Cerca de 50.000 anos atrás, um grupo de neandertais construiu uma casa — e um banheiro — no que hoje é uma escarpa rochosa ao sul de Valência, na Espanha. Nos últimos anos, alguns desses cocôs paleolíticos, os mais antigos conhecidos como pertencentes a uma espécie humana, foram escavados e analisados. Agora, os pesquisadores tiveram um vislumbre dos ecossistemas que existiam nas entranhas desses primeiros hominídeos, a partir de um depósito fecal nos restos de uma fogueira no local.
Mais de 200 microrganismos bacterianos foram extraídos do cocô primitivo por uma equipe interdisciplinar de arqueólogos, microbiologistas e antropólogos. Os pesquisadores descobriram uma quantidade impressionante de consistência entre os micróbios residentes do intestino do neandertal e o tipo de micróbios que povoam os intestinos dos humanos modernos. Essa consistência mostra que muitos habitantes microscópicos de nossas entranhas são, na verdade, residentes de longa data, que vivem em nós há centenas de milhares de anos e coevoluíram com os hominídeos em que habitam. A pesquisa foi publicada na revista Nature Communications Biology.

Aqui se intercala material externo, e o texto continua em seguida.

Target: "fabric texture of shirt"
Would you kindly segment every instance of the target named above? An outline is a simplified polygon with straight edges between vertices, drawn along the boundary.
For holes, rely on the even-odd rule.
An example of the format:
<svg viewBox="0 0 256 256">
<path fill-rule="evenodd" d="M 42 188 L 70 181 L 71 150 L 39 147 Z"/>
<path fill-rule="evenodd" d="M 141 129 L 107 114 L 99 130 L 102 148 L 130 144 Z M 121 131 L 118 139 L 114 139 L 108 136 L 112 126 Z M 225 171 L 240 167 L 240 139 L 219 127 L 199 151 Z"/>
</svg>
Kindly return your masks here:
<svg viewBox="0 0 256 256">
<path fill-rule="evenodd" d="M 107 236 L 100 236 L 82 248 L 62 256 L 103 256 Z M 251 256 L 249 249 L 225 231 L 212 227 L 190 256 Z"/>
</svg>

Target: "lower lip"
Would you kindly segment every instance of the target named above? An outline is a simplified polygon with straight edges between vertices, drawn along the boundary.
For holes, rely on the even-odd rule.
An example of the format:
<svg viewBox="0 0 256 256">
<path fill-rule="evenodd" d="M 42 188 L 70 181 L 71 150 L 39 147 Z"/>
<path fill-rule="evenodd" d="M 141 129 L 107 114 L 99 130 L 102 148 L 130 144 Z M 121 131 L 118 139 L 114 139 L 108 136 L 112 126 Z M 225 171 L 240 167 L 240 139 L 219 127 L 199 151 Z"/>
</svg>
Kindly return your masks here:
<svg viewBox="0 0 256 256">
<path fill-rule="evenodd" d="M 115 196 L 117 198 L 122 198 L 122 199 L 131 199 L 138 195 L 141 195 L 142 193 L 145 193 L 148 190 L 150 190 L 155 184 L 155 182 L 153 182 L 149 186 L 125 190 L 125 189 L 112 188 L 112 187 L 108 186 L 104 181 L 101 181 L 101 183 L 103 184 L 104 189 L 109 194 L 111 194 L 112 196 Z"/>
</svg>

De acordo com Marco Candela, microbiologista da Universidade de Bolonha e coautor do artigo, a equipe queria “ver quais microbiomas estão coevoluindo com a linhagem Homo no tempo evolutivo”. Para fazer isso, eles procuraram por micróbios que humanos contemporâneos pudessem compartilhar com os neandertais.

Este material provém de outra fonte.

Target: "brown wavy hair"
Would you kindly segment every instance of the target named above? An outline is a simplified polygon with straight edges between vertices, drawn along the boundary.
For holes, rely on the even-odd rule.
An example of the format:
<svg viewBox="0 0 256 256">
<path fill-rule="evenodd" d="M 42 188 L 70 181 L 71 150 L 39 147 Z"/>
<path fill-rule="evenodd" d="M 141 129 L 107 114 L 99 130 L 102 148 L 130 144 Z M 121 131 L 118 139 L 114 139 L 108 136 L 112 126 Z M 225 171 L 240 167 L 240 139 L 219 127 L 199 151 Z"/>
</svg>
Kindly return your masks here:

Obter uma reconstrução inicial de um intestino humano é útil para contextualizar a aparência de nossos microbiomas hoje; os pesquisadores querem saber quais bactérias permaneceram conosco e quais desapareceram totalmente de nossos ecossistemas internos. Micro-organismos com poder substancial de permanência nos intestinos dos mamíferos foram chamados de “velhos amigos” em meados dos anos 2000, e sua coevolução conosco foi ligada à maneira como os humanos viveram por centenas de milhares de anos.
Os dados mais antigos do microbioma intestinal de humanos têm cerca de 8.000 anos — nem mesmo precede a última era do gelo, que terminou há cerca de 11.000 anos. Isso deixou os pesquisadores em apuros quando se trata de compreender o interior de nossos primeiros ancestrais. O cocô de neandertal data de cerca de 40.000 anos – pouco antes de os neandertais como os conhecemos desaparecerem do registro evolucionário.

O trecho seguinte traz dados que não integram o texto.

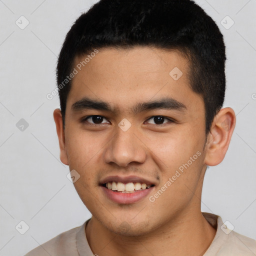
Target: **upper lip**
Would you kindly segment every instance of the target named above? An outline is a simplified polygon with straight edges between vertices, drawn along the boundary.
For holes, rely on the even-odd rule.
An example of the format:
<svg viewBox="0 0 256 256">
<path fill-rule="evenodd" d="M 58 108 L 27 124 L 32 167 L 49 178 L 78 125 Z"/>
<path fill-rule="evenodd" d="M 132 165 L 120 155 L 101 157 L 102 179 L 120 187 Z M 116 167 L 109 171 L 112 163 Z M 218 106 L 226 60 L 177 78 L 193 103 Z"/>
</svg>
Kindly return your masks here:
<svg viewBox="0 0 256 256">
<path fill-rule="evenodd" d="M 146 178 L 139 177 L 138 176 L 108 176 L 104 178 L 102 178 L 100 183 L 100 184 L 105 184 L 108 182 L 122 182 L 122 183 L 129 183 L 131 182 L 138 182 L 140 183 L 146 183 L 147 185 L 154 185 L 155 184 L 147 180 Z"/>
</svg>

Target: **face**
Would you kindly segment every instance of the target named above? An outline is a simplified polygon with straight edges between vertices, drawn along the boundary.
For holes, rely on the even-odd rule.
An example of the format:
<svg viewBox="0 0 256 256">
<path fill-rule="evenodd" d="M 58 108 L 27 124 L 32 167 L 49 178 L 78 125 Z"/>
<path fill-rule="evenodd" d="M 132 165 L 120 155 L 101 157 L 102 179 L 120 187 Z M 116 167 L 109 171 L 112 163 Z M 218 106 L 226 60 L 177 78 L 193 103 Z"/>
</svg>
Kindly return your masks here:
<svg viewBox="0 0 256 256">
<path fill-rule="evenodd" d="M 187 60 L 136 46 L 100 50 L 82 68 L 67 100 L 61 159 L 80 176 L 74 185 L 92 218 L 139 235 L 200 210 L 205 114 Z"/>
</svg>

“A questão é que identificamos alguns microrganismos que são compartilhados entre os humanos modernos e os neandertais”, disse Candela. “Isso significa que esses microrganismos habitam o intestino da linhagem humana desde antes da segregação das linhagens de neandertal e sapiens.”
Um achado importante no cocô de neandertal foi a inclusão de bactérias produtoras de ácidos graxos de cadeia curta, muitas das quais permitem que os humanos extraiam energia extra da fibra alimentar, e uma das quais os pesquisadores acreditam que pode ter fornecido benefícios à saúde para as mães primitivas e seus filhos. Mas assim como os micróbios bons pegam carona em nossas entranhas, o mesmo acontece com os ruins — os pesquisadores também encontraram patógenos bacterianos nas fezes que permanecem até hoje, causando doenças orais e dentais em humanos modernos.
Segundo Candela, os microbiomas de populações que vivem de maneira tradicional e rural, como os Hazda, grupo de caçadores-coletores do norte da Tanzânia, tendem a ter intestinos mais parecidos. Do outro lado estão os humanos que habitam ambientes urbanos, que isolam nossas entranhas e tornam nossos residentes bacterianos menos semelhantes de pessoa para pessoa. O artigo descreve uma perda total da diversidade bacteriana no intestino humano moderno e uma situação em que os intestinos de cada um não estão se comunicando como faziam em nosso passado evolutivo. “Cada um de nós é como uma ilha”, disse Candela.
Frequentemente, o caminho evolucionário humano é descrito de forma heroica — dentre muitos humanos primitivos, o nosso foi o único a ter sucesso. Mas, como mostra o microbioma neandertal, dificilmente estivemos sozinhos nessa jornada. Muitos micro-organismos seguiram o mesmo caminho.
“Com base nesses resultados, podemos prever a profundidade simbiótica de tempo entre humanos e alguns micróbios corresidentes de pelo menos um milhão de anos”, escreveu a coautora Stephanie Schnorr em uma publicação da Nature sobre a pesquisa. “Isso implica uma relação fisiológica fixa que está ligada ao desenvolvimento normal e à saúde na longevidade entre humanos e neandertais como um legado antigo.”
Esperamos que mais fezes sejam estudadas no futuro, para que possamos desvendar ainda mais as entranhas que nos tornaram quem somos.